確かに、比奈は普段眼鏡をかけているが、眼鏡をはずしてもそのキャラクターに致命的な影響は与えない。
だが今の問題は、別のところにある。俺は春菜のほうを見た。春菜は眼鏡をはずした比奈をじっと見ている。両手はぎゅっと握りしめられていた。
このままではまずそうだ。そう判断した俺は、比奈の撮影が終わるころテーブルの上において置いたドリンクをひとつ手に取った。
「お疲れさま! すごくよかったんじゃない?」
「恐縮っス……ありがとうございました」
撮影が終わり、比奈はほっとした顔でカメラマンに礼をした。
「さて、それじゃ……」
「いやーっ、お疲れ様です、ありがとうございます!」
俺はカメラマンの言葉にかぶせるようにして、声を大にして近づいていく。
言いながら、ドリンクのキャップを開けて、カメラマンに差し出した。
「とっても素晴らしい撮影でした! うちのアイドルたちめちゃくちゃ綺麗にとってもらって、ありがとうございます!」
カメラマンは目を丸くして、差し出されたドリンクを受け取った。
「そう? 大げさだよ」
「いやいやいや、そんなことないです! 自分でも社内カメラマンとかに宣材写真とか手配しますけれど、それとも段違いで恥ずかしいくらいですよ、ハハハ……ところでなんですけども!」
俺はできるだけ、相手が会話に入る間をつくらないように言葉をつづける。
「ちょっとここらで、小休止入れませんか、時間も経ちましたし、お疲れでは? まだ撤収まで時間に余裕ありますし、そちらは午後も撮影があると聞きました。全体はマキで進んでますんで、どうでしょう?」
どうでしょう、に「お願いします」のニュアンスをほんのすこしだけ混ぜて、俺はカメラマンにお伺いを立てた。
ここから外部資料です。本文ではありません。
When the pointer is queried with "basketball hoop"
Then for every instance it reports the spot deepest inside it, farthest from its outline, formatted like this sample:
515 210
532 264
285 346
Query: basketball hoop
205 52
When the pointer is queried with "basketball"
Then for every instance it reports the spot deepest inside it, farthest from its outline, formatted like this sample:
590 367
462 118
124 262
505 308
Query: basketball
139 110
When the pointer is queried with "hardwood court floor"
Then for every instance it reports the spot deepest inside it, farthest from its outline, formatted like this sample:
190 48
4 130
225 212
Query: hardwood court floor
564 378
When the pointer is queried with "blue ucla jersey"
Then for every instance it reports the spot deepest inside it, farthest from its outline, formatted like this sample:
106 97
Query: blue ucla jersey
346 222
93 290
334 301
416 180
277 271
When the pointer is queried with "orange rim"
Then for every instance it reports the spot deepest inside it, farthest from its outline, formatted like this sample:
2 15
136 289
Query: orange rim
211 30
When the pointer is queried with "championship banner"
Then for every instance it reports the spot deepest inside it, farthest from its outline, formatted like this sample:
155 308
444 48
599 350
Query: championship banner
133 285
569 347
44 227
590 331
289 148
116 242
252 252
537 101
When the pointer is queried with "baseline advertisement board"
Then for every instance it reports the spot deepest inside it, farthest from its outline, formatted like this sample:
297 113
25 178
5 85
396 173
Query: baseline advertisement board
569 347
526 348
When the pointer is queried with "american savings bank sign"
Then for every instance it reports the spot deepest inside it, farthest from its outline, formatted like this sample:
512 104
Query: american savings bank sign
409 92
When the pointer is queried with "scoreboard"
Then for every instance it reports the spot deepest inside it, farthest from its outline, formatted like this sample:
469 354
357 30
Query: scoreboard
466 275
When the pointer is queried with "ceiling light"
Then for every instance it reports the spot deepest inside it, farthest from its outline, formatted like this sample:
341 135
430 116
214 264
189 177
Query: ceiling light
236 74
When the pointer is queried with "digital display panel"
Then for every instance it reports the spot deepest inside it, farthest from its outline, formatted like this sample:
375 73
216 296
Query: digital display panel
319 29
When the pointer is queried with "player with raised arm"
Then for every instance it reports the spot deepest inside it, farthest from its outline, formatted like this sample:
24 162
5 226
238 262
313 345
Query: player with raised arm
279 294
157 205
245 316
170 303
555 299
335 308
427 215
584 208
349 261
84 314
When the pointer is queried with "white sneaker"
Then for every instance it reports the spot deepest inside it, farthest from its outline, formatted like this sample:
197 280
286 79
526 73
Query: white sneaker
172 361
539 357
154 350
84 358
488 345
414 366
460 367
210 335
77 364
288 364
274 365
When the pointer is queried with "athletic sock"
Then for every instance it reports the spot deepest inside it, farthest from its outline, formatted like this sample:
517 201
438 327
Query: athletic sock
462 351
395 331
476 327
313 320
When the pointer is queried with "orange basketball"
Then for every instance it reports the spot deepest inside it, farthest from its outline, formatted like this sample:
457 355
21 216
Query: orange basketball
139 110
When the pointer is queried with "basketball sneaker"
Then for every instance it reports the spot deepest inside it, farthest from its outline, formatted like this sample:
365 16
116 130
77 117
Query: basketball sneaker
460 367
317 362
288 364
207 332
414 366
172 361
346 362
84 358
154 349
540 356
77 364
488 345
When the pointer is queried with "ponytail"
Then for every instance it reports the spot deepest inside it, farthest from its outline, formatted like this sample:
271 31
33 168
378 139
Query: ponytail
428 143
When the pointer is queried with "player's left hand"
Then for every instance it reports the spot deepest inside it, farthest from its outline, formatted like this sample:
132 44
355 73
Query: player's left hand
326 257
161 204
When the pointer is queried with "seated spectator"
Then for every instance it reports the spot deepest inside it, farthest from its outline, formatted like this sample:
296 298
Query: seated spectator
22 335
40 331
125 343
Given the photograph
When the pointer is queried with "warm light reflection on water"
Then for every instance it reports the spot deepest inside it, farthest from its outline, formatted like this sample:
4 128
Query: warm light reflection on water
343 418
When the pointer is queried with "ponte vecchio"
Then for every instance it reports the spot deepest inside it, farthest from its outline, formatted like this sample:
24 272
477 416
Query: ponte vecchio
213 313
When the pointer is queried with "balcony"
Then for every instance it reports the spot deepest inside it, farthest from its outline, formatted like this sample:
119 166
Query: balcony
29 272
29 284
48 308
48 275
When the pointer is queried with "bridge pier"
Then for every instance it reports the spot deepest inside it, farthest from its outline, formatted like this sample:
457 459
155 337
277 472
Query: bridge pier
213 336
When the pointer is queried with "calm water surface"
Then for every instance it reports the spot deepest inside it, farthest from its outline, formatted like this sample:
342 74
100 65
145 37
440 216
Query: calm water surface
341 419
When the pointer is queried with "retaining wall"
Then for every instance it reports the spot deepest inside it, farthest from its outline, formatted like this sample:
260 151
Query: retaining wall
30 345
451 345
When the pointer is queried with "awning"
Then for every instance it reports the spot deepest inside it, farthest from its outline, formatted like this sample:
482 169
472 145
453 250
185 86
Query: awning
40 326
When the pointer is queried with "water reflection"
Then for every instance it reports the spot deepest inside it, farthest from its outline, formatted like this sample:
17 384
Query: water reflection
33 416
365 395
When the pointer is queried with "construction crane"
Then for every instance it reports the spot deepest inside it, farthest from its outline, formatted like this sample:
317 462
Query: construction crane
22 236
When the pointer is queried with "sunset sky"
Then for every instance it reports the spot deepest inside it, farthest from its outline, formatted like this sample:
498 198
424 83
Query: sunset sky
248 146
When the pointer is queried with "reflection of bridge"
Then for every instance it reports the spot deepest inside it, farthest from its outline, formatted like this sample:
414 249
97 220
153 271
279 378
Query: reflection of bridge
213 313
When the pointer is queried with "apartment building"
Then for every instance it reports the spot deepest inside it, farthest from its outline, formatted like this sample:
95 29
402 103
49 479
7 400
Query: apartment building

「ん……そうだなぁ……」カメラマンは斜め下のほうを見て少し考えてから言う。「じゃ、お言葉に甘えて、ちょっと休憩しようか」
「ありがとうございます! じゃあ……」俺は時計を見る。「二十分後までには、こちらスタンバイ完了しておきますんで!」
「はい。じゃ、ちょっと外でタバコしてこよっかな」
「あーっ、すいません気が利かず、普段吸わないもんでタバコも火も持ってなくて……」
「いい、いい、大丈夫だよ、ありがとね」
言って、カメラマンはスタジオの外へ歩いて行った。その姿を見送り、ドアが閉まるのを確認する。
「ふーっ」
俺は大きく息をついた。
「プロデューサー、ありがとうございます」
春菜がこちらを見ていた。俺が時間を稼いだことがわかったらしい。
「とりあえず、楽屋に入ろう」
俺が楽屋の扉を示すと、春菜はうなずいて楽屋へと向かった。